According to Greg Anderson, Citi’s chief of G10 FX Strategy in North America, that trend is gone, and it “is unlikely to return anytime soon.” He told Business Insider that only a “surge of global growth and optimism” is likely to create new demand for the euro against the dollar, and in the best case scenario it would still take months if not years to re-emerge.
For years, emerging market central banks have been intervening in foreign exchange markets to keep the value of their currencies from appreciating too quickly. Central banks in the BRIC nations, Saudi Arabia, South Korea, and Mexico have been purchasing large sums of U.S. dollars to expand their monetary base.
While those sums were mostly reinvested in Treasury bonds, these banks would also “recycle” many of those dollars.
Anderson writes in a note today (emphasis added):
As EM central banks purchase USD, they have tended to recycle 25-50% of the proceeds out in to EUR in relatively short order. This has created steady EURUSD demand, except during the crisis period from August 2008 through March 2009, when EM central banks briefly sold EUR as they spent reserves to defend their currencies. Now that source of EURUSD demand is gone. Although we won’t have the data for months (China won’t release April and May reserves data until July), it is likely that central banks have also been spending reserves and selling EURUSD in April and May…
The key point to take away is that official EURUSD demand is gone and unlikely to return any time soon. Without what has arguably been the biggest factor driving EURUSD upward movement over the past 10 years, downside pressures are much more likely to prevail.
Emerging market demand for euros—likely one of the major factors keeping the value of the euro at $1.30-$1.35 from January to May—has now leveled off. Anderson points to the chart at right to show that growth in EM FX reserves has vanished.

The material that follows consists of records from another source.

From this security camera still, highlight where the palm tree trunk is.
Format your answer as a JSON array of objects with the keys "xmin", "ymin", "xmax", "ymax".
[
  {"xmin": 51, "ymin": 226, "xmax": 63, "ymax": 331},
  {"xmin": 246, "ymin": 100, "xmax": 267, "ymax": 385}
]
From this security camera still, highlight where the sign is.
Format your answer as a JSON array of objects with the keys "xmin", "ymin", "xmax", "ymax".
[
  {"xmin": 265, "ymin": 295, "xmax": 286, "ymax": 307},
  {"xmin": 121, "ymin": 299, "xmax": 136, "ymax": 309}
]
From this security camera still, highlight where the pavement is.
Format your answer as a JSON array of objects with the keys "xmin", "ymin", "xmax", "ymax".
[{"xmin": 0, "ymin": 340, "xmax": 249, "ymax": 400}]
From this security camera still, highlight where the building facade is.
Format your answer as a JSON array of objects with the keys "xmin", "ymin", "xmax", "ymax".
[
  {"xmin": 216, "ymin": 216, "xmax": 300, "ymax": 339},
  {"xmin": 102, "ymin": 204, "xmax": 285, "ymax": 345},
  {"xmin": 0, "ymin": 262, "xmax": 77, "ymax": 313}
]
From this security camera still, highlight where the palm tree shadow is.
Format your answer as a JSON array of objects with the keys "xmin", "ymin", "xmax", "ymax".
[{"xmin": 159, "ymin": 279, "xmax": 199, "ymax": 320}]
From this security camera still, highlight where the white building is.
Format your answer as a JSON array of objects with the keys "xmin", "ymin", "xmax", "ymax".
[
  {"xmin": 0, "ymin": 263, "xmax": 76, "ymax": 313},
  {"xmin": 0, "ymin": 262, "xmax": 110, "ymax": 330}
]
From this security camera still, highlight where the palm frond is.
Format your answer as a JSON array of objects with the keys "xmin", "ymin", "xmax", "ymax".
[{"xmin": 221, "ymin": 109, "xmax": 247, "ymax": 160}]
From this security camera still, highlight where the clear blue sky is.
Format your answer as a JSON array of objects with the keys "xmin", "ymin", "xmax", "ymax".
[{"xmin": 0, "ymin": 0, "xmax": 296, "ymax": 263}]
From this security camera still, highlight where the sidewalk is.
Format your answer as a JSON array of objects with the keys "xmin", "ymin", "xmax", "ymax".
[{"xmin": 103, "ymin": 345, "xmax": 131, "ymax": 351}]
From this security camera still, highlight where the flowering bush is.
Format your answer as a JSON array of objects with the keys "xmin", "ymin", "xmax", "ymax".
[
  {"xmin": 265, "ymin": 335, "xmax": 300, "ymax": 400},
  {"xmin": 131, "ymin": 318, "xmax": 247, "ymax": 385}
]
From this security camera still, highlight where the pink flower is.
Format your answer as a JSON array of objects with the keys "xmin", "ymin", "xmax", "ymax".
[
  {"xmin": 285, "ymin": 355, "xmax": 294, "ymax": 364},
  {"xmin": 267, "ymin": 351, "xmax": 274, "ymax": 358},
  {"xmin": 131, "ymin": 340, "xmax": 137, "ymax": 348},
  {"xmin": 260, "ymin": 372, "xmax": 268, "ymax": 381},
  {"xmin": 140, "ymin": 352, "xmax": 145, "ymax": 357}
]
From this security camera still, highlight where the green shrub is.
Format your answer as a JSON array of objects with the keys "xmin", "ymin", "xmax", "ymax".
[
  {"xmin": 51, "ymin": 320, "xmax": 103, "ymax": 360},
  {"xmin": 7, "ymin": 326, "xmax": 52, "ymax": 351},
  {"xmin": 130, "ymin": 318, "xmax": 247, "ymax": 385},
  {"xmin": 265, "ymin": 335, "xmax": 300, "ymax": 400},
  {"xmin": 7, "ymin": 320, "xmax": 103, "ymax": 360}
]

In a phone interview, Anderson told us that only a transformation in global growth would reinstate the trend.
“[We would need] a surge of global growth and optimism about equities in particular, which would cause a big wall of money to go buy emerging market equities again. And that would start a new phase,” he said in a phone interview Wednesday.
He noted that there could be a brief return to reserve accumulation. “You might have a little burst of it if we saw positive news out of Europe,” Anderson said.
But even that would be short-lived. “As a steady trend, it would probably take 6 months at least to reemerge.”
So much for the euro, folks.
UPDATE: ForexLive’s Jamie Coleman reported two weeks ago that the central banks mentioned above might actually be taking the reversal in this trend further, in fact selling euros they are holding in reserve when their value rallies.
If this is the case, then that will only compound downward pressure on the euro.